Il presidente della Provincia, Roberto Padrin, intervistato dal Gazzettino a firma Damiano Tormen, annuncia la convocazione degli Stati Generali della provincia. Una due giorni, afferma il presidente per affrontare i nodi irrisolti del territorio:

«Il 23 e 24 gennaio raduneremo il mondo bellunese di ogni ordine e grado, con l’obiettivo di stilare un documento condiviso di azioni concrete e realizzabili per lo sviluppo del territorio. Non ci parleremo addosso, ma attraverso tavoli tematici con rappresentanti delle istituzioni nazionali e regionali costruiremo un programma che possa disegnare la provincia da qui ai prossimi anni».

Tra le tante questioni aperte, due assumono i contorni dell’emergenza, afferma il presidente:

«Lo spopolamento, che ormai è un dramma. E la carenza di lavoratori, dovuta anche alla carenza di alloggi, nonostante le case sfitte ci siano e in abbondanza. Ma su questo stiamo lavorando e sarà uno dei temi degli stati generali della provincia, che abbiamo messo in calendario appena prima delle Olimpiadi».

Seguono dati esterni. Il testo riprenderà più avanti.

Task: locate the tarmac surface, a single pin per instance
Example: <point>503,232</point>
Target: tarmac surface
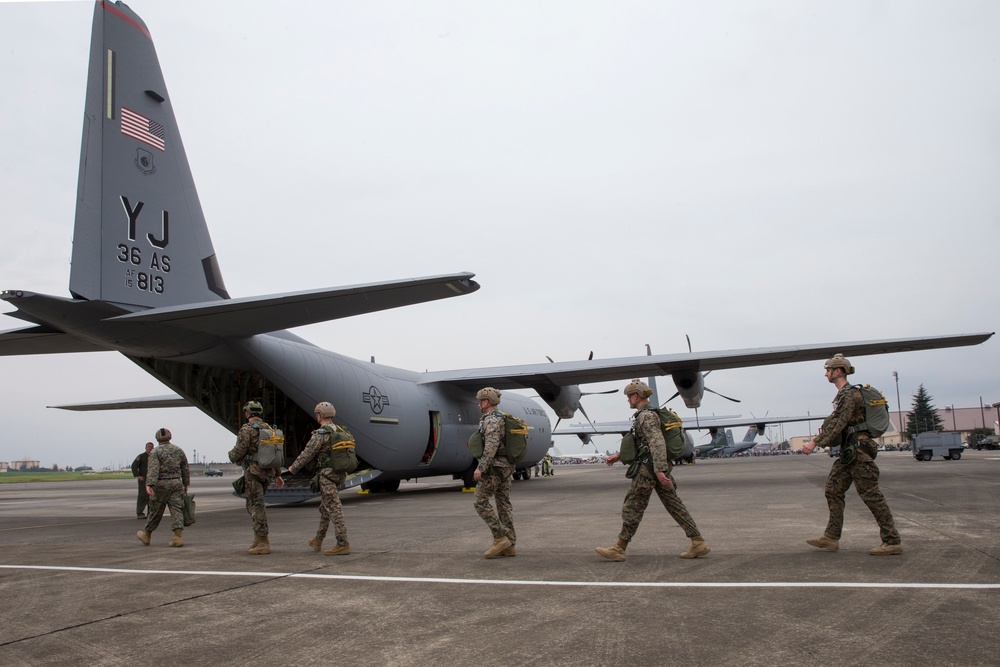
<point>77,586</point>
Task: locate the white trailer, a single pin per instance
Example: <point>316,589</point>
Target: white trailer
<point>928,445</point>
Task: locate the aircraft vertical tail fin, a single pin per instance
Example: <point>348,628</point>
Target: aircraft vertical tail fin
<point>140,237</point>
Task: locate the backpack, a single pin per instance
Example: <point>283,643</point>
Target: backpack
<point>270,454</point>
<point>877,419</point>
<point>673,434</point>
<point>515,439</point>
<point>340,455</point>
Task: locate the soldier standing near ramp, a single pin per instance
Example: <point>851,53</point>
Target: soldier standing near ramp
<point>856,464</point>
<point>257,479</point>
<point>494,475</point>
<point>329,481</point>
<point>167,480</point>
<point>651,475</point>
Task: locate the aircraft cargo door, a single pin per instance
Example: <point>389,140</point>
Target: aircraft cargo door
<point>433,438</point>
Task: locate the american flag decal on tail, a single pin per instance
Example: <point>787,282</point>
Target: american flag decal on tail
<point>145,130</point>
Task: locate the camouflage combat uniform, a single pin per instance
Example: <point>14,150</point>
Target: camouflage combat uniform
<point>329,482</point>
<point>848,409</point>
<point>257,480</point>
<point>647,429</point>
<point>496,475</point>
<point>168,476</point>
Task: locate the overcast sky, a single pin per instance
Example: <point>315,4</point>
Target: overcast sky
<point>751,174</point>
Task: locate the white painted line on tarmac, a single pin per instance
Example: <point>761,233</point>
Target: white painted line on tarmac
<point>519,582</point>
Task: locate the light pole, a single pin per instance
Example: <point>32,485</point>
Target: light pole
<point>899,408</point>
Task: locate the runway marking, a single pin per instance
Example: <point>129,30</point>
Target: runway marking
<point>520,582</point>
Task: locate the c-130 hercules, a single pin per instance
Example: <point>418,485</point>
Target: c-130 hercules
<point>145,282</point>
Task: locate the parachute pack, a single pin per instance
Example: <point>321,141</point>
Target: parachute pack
<point>270,454</point>
<point>673,434</point>
<point>877,419</point>
<point>515,439</point>
<point>340,455</point>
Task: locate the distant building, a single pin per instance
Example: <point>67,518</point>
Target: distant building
<point>962,420</point>
<point>25,464</point>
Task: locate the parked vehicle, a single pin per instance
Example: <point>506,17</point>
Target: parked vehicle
<point>947,445</point>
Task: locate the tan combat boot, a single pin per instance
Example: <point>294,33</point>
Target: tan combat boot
<point>263,547</point>
<point>887,550</point>
<point>500,544</point>
<point>698,548</point>
<point>615,553</point>
<point>824,542</point>
<point>339,550</point>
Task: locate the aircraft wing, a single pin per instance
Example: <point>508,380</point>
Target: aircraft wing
<point>559,374</point>
<point>255,315</point>
<point>166,401</point>
<point>622,427</point>
<point>43,340</point>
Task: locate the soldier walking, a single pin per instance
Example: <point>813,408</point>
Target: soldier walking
<point>494,474</point>
<point>855,465</point>
<point>167,480</point>
<point>257,479</point>
<point>140,466</point>
<point>318,449</point>
<point>652,475</point>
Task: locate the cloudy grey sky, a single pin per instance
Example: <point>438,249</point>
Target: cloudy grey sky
<point>768,173</point>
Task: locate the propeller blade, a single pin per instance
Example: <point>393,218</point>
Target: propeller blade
<point>598,393</point>
<point>587,418</point>
<point>734,400</point>
<point>676,394</point>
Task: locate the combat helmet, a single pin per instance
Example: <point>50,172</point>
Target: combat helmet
<point>839,361</point>
<point>638,387</point>
<point>326,409</point>
<point>490,394</point>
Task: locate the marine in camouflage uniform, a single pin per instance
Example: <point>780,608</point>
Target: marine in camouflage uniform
<point>652,476</point>
<point>167,480</point>
<point>329,482</point>
<point>257,479</point>
<point>855,465</point>
<point>494,475</point>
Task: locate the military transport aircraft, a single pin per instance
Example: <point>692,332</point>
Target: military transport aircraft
<point>145,282</point>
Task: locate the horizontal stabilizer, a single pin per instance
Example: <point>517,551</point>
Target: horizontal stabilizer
<point>560,374</point>
<point>166,401</point>
<point>43,340</point>
<point>256,315</point>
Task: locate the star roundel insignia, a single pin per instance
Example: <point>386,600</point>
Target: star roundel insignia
<point>376,399</point>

Nella stessa intervista Padrin individua tra gli strumenti da utilizzare per frenare lo spopolamento il finanziamento della spesa corrente dei Comuni attraverso il Fondo Comuni Confinanti:

«Solo finanziando servizi si contrasta davvero lo spopolamento. E lo dicono i numeri. Belluno nel 1994, trent’anni fa, contava quasi 212mila abitanti. Nel 2004 arrivava a 209mila. Oggi si ferma attorno a 197mila. È una situazione che si ritrova in quasi tutto l’arco alpino italiano e anche negli Appennini. Lo spopolamento delle aree interne e montane è inquadrabile nella diminuzione del 19% dei residenti. Ma non è un problema di montagna: la Val d’Aosta ha mantenuto quasi inalterati i suoi livelli demografici negli ultimi vent’anni. E Trento e Bolzano hanno visto un aumento consistente degli abitanti».